Two different applications. For skidding, do not use double braid or any of the others including 3 strand twisted. Dirt, mud, rocks, etc are not friendly to ropes.
The second reason, and more important, most of those linesets have a 30% stretch ratio (think rubber band effect). When they let loose, and they will, anything in the way is in for a world of hurt. Tom Tree's might know a mutual friend from Long Island who lost an eye to that stored energy.
Wire rope on the ground or you could go with some of the specificly designed winch ropes, low stretch ratio and hollow braid (easy to splice back together) and because of the hollow braid when it snaps the energy is lost quickly.
For a pull line you need to look at what you are doing. That 3/4" lineset you are looking at should have a ration of ~25K. Sticking to a 10/1 saftey rating that would give you 2,500 pounds of pull capacity. Are you using a 4 x 4 to pull them over with?
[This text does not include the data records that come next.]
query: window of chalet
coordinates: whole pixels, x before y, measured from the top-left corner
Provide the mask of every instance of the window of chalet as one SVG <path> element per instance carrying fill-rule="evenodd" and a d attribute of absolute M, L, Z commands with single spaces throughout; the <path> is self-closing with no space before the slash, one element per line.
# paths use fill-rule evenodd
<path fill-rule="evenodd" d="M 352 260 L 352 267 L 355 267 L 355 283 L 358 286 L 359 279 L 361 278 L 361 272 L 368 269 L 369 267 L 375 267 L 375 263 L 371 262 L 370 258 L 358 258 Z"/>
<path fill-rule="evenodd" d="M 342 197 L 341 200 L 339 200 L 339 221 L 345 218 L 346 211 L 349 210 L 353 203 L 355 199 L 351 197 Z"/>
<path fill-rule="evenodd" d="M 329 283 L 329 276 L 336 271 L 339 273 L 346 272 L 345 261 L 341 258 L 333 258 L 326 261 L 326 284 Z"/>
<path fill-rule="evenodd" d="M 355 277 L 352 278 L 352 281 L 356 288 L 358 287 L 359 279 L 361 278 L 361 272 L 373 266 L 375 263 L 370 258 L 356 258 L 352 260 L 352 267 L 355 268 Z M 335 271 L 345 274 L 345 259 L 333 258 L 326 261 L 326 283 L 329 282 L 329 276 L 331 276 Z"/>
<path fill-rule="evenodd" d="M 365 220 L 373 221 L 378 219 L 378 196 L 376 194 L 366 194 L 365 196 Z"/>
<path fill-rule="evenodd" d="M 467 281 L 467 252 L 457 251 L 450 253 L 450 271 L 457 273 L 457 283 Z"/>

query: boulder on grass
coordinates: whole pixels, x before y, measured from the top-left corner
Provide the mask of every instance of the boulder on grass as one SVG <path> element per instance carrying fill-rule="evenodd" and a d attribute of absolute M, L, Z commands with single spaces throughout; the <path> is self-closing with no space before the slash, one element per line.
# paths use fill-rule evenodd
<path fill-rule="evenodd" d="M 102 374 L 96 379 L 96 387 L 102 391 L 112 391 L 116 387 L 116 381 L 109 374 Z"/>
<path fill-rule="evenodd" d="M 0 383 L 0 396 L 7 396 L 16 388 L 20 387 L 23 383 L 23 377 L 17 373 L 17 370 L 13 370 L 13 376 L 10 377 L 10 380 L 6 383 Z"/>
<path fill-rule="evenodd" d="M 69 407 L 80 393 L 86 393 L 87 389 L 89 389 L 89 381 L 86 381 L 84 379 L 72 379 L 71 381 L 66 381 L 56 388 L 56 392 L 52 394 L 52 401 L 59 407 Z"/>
The weight is the factor that I'm thinking about with that line. For the first half of the day it might not be a factory, come friday afternoon...it will be. Soon it'll end up sitting in the back of the truck because it's to much of a PITA to take out. Instead, get the lineset higher in the tree and drop back to a 9/16 or 5/8. If you do not climb, buy a throw line set (line, a few bean bags, and storage bag/box) then learn to use it. With minimal pratice you'll be able to hit crotches 60+ feet up.
This all presumes that you are cutting firewood in forestated areas. If not, everything changes.